Disqualified for This List
Mars Bars consisted of nougat, caramel, and almonds wrapped in chocolate. They don't qualify for this list because they were sold in the US into the early 1980s. In 1982 Sue Townsend had an American character who didn't recognize them and had to be told about them by other children when he visited England. This is anachronistic. Americans knew about the whole-almond bars, though perhaps American candy munchers didn't want to risk their teeth actually eating them. Or maybe it was the fatal commercial where that baritone who'd done the other commercials about Mars Bars being "out of this world," and so on, said "You get big crunchy nuts in a Mars Bar." The commercial aired around the time kids my age were discovering that "big crunchy nuts" had an alternative meaning. It always seemed to me that the candy bar died of embarrassment. Anyway it was officially discontinued in the 1980s due to declining sales, then brought back as Almond Snickers.

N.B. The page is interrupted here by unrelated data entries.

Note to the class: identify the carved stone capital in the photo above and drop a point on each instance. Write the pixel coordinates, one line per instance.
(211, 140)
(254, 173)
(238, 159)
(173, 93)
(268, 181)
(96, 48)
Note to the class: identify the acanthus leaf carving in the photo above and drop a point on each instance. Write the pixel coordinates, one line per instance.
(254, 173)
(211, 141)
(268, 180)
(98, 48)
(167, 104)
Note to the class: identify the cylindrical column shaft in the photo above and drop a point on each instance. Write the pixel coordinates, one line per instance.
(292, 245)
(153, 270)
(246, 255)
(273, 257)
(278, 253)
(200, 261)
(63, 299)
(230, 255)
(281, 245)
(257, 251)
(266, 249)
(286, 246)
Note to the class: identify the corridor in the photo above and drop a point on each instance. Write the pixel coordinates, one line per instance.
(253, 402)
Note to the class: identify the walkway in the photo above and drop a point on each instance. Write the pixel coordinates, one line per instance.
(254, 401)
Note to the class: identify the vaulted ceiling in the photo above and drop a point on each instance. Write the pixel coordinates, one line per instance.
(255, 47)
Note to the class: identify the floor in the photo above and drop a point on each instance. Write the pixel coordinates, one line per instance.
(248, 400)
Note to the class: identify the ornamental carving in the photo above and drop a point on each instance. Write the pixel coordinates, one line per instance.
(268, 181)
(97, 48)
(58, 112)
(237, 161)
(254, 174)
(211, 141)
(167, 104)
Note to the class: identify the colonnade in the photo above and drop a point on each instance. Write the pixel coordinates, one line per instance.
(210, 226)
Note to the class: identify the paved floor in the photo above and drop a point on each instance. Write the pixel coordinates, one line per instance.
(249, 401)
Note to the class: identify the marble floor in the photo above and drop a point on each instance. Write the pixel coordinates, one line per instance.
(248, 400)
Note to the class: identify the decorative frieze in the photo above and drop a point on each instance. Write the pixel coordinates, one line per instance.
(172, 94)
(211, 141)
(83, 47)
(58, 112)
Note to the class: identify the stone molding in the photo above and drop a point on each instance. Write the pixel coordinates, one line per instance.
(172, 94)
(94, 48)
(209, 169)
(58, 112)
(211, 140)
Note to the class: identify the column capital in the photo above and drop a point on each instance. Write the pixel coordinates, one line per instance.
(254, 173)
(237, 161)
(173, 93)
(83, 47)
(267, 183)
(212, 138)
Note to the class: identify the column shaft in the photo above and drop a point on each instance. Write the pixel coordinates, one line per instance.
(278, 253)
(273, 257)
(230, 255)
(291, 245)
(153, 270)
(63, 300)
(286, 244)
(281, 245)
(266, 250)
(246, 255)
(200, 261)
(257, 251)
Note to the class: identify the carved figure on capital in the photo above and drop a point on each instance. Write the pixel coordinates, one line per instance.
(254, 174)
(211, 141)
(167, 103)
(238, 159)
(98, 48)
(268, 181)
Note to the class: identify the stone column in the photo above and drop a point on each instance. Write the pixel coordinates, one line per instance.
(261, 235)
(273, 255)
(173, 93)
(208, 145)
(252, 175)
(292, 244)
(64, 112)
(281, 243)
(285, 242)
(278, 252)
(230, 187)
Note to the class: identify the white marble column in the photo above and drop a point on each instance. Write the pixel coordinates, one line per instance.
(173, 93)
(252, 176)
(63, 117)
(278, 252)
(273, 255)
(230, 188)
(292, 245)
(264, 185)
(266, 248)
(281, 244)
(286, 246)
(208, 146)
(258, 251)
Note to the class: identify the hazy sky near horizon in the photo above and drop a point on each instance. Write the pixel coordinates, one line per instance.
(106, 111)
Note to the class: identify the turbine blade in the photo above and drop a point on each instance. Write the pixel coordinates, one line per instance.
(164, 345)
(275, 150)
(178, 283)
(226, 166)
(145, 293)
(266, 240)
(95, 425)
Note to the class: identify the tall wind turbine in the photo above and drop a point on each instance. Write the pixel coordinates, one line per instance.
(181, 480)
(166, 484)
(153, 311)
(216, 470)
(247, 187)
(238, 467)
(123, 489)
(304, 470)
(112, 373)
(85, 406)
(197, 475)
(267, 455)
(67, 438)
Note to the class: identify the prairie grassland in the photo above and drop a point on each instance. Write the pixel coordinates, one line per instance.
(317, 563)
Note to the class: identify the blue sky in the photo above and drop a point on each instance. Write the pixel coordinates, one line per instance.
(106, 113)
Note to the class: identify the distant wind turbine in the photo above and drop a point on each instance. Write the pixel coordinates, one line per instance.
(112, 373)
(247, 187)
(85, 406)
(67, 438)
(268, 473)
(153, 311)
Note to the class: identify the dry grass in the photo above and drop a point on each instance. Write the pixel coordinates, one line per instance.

As a bonus idea, one of the videos about these vanished candy bars self-advertises with a picture of a once popular dessert that was never marketed as a candy bar--white "seafoam" or "divinity" candy with chopped-up gumdrops suspended in it like stained glass. Seafoam candy was cheap, though hard to make. It was a popular party dish because it needs teamwork; someone has to pour hot syrup slowly over egg whites while someone else is beating them. In the 1970s fear that the hot syrup didn't cook the egg enough to kill possible salmonella pushed seafoam candy completely out of fashion. White nougat and white chocolate with bits of fruit jelly candy, possibly in the classic seven-bites arrangement, just might be a marketable idea.